Jacqueline from Ever After!
I love Jacqueline! She’s the reason I always want there to be a nice stepsister in the Cinderella story even though, as far as I know, she’s the only one of her kind.
But that is the thing I love about her the most. She embodies the beautiful and heartening idea that kindness can be found in unexpected places. And in her case that isn’t a happy accident; it’s to her credit.
It’s true that Jacqueline is positioned to be sympathetic to Danielle because her mother and Marguerite don’t treat her very well either—they’d throw her under the bus in a heartbeat if they had to—but that still doesn’t mean she had to be kind.

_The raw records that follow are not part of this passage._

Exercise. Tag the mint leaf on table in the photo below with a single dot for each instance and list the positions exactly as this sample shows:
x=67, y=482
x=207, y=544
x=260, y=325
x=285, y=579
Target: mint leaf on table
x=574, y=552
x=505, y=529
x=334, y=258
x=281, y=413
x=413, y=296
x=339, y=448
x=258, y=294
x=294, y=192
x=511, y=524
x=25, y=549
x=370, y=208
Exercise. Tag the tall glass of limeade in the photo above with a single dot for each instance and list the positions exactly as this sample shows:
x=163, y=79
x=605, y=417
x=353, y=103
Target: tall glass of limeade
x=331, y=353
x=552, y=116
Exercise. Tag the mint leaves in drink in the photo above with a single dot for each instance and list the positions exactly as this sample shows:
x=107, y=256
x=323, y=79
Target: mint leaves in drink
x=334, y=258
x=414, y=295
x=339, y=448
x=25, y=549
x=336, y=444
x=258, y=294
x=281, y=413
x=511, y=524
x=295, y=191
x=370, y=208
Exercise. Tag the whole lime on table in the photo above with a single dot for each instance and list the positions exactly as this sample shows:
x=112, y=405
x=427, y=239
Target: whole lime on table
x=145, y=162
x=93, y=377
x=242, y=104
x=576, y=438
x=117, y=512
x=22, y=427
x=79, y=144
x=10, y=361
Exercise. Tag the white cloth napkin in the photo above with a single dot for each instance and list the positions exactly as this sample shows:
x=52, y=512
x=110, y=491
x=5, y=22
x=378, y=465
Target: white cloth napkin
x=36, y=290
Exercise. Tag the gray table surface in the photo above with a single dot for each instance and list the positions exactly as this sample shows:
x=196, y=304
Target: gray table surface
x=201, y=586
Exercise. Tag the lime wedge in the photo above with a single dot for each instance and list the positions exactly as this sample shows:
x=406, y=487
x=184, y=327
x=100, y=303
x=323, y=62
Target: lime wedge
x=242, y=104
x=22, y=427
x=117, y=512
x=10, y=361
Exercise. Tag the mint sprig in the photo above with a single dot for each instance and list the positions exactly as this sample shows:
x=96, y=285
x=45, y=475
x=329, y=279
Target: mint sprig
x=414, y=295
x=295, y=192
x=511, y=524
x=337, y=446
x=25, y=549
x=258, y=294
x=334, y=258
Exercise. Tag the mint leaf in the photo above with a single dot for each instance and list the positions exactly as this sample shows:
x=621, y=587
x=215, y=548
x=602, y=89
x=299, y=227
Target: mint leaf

She could have tried to avoid being lumped in with Danielle by being extra cruel to her and by trying to win her mother and sister’s “favor” by flattery. The temptation to that was probably pretty high as a potential defense mechanism against their cruelty.
And instead she doesn’t. She shows Danielle kindness. It’s in small ways at first and not necessarily the most “heroic”—it’s realistic in that she doesn’t have the courage or even the means to stop the cruelty—but she’s there to help afterwards and that IS a balm. My favorite scene with her is when she takes care of Danielle’s wounds after she’s been whipped—pause to think about @byjoveimbeinghumble saying that Ever After is the DARKEST version of Cinderella and how that is achieved without any extra twists to the story—not just because it’s relieving to see someone take physical care of Danielle but because she says “she shouldn’t have said that about your mother.” Which Danielle needed even more than the treatment of her wounds. Jacqueline reminds Danielle that there are people who care, that there are people who aren’t cruel, that not everyone is out for themselves at the expense of human decency. And she needs to know that not just so the memory of her mother can be saved from cruel words, though that too, but so she can stay sane and remember that this isn’t the reality of the whole world, just that of two particularly awful people.

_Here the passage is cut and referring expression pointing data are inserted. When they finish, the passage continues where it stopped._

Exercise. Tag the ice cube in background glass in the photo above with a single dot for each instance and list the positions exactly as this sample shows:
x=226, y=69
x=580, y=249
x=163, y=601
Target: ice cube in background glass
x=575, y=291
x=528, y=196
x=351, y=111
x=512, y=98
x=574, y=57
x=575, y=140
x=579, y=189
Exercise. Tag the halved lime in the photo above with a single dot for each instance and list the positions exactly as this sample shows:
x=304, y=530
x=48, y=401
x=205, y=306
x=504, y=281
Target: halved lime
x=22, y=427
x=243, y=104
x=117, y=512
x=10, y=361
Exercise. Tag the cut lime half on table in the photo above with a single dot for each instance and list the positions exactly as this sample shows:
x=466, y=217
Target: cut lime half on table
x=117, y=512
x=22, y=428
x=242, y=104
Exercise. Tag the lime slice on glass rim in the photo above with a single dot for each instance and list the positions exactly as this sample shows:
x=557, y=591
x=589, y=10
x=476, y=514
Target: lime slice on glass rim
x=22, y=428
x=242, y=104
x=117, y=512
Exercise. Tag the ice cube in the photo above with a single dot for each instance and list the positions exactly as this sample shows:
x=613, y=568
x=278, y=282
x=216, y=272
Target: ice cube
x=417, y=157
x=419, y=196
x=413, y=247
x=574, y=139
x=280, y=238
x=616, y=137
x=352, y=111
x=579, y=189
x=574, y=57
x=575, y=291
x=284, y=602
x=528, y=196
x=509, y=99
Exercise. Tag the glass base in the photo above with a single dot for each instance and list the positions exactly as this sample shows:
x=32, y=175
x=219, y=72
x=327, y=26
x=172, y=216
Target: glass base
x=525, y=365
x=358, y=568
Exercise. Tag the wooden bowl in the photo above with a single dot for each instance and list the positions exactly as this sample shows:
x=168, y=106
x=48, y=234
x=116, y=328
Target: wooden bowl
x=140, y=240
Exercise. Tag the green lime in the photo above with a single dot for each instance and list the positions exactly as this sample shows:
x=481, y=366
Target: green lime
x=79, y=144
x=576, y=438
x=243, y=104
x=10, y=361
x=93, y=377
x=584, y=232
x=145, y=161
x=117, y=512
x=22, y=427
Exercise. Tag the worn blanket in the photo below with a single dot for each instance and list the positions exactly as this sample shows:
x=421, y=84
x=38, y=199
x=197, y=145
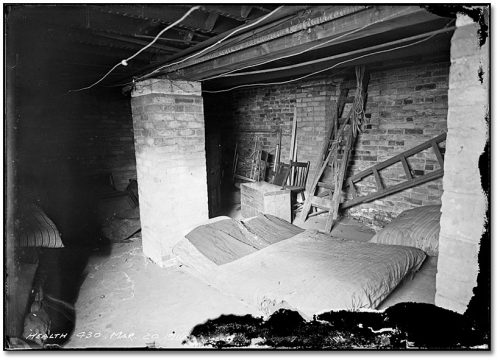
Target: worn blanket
x=311, y=272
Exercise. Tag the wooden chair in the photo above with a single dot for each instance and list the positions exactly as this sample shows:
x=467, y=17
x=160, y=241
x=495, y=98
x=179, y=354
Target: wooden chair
x=281, y=175
x=297, y=177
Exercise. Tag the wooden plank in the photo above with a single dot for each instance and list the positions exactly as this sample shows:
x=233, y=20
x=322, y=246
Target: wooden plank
x=406, y=168
x=326, y=185
x=254, y=52
x=322, y=203
x=393, y=189
x=352, y=189
x=397, y=158
x=378, y=180
x=438, y=154
x=241, y=177
x=333, y=213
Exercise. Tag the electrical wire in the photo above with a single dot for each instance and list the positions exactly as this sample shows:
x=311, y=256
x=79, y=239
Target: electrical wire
x=211, y=46
x=308, y=49
x=275, y=59
x=124, y=62
x=319, y=71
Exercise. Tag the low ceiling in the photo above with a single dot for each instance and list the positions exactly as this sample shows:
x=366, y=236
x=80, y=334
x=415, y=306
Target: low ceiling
x=72, y=46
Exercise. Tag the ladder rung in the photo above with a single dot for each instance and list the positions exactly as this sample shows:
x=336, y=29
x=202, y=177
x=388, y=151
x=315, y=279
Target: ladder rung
x=322, y=203
x=326, y=185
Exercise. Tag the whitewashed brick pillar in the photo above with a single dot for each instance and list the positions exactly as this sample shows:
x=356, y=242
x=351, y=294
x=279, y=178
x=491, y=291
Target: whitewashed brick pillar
x=169, y=136
x=463, y=201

It’s such a gentle scene and such a truthfully sister scene (when they both start laughing about Danielle punching Marguerite it is the CUTEST) and what I love is that the movie shows you that Jacqueline means that moment of kindness beyond only the moment itself. By the end of the movie, she has fully separated herself from her mom and sister and is instrumental in the fact of Danielle’s happy ending and so gets her own instead of the fate that befalls her mother and sister.

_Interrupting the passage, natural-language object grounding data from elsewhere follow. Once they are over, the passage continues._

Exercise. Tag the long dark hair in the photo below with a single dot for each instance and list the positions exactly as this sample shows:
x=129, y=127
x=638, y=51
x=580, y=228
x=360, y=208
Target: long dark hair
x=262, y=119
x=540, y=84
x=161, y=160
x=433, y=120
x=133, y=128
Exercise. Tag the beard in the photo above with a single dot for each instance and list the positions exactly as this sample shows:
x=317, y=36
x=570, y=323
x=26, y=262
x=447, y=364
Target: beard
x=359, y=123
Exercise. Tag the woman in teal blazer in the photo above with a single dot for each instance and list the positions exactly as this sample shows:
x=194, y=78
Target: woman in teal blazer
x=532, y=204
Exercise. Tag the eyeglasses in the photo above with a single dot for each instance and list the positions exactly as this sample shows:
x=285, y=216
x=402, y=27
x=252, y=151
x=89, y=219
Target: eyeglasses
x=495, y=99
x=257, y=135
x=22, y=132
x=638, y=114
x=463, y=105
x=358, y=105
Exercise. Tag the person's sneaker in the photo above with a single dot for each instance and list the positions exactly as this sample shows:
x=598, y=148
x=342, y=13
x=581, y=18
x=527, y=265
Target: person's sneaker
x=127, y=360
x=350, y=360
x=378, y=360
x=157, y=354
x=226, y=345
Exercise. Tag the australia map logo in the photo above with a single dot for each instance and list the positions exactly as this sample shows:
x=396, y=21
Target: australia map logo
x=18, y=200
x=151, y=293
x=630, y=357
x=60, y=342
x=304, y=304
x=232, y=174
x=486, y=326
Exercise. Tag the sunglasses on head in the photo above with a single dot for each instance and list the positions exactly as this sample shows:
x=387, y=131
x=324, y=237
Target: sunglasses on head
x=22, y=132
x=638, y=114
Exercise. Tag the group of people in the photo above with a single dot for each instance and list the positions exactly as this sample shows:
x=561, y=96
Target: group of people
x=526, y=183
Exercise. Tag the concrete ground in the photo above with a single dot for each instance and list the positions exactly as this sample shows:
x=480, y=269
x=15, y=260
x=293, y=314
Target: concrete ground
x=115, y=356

She’s a beautiful example and reminder for me that people can change, even from within a rotten circle, that we aren’t divided into inflexible camps of good and bad but that we all have choices to make and they can be different than those expected of us or forced on us. By position, Jacqueline isn’t a “good” person; she’s one of the enemy. But by the end of the story she isn’t because she hasn’t let herself be. And that is so hopeful. We need to pay attention to the Jacquelines of the world to give us hope and also to remind us that a total “us” against “them” worldview is wrong and false, that we have to see people as individuals who are capable of changing and choosing different paths than the one they’re on at the beginning.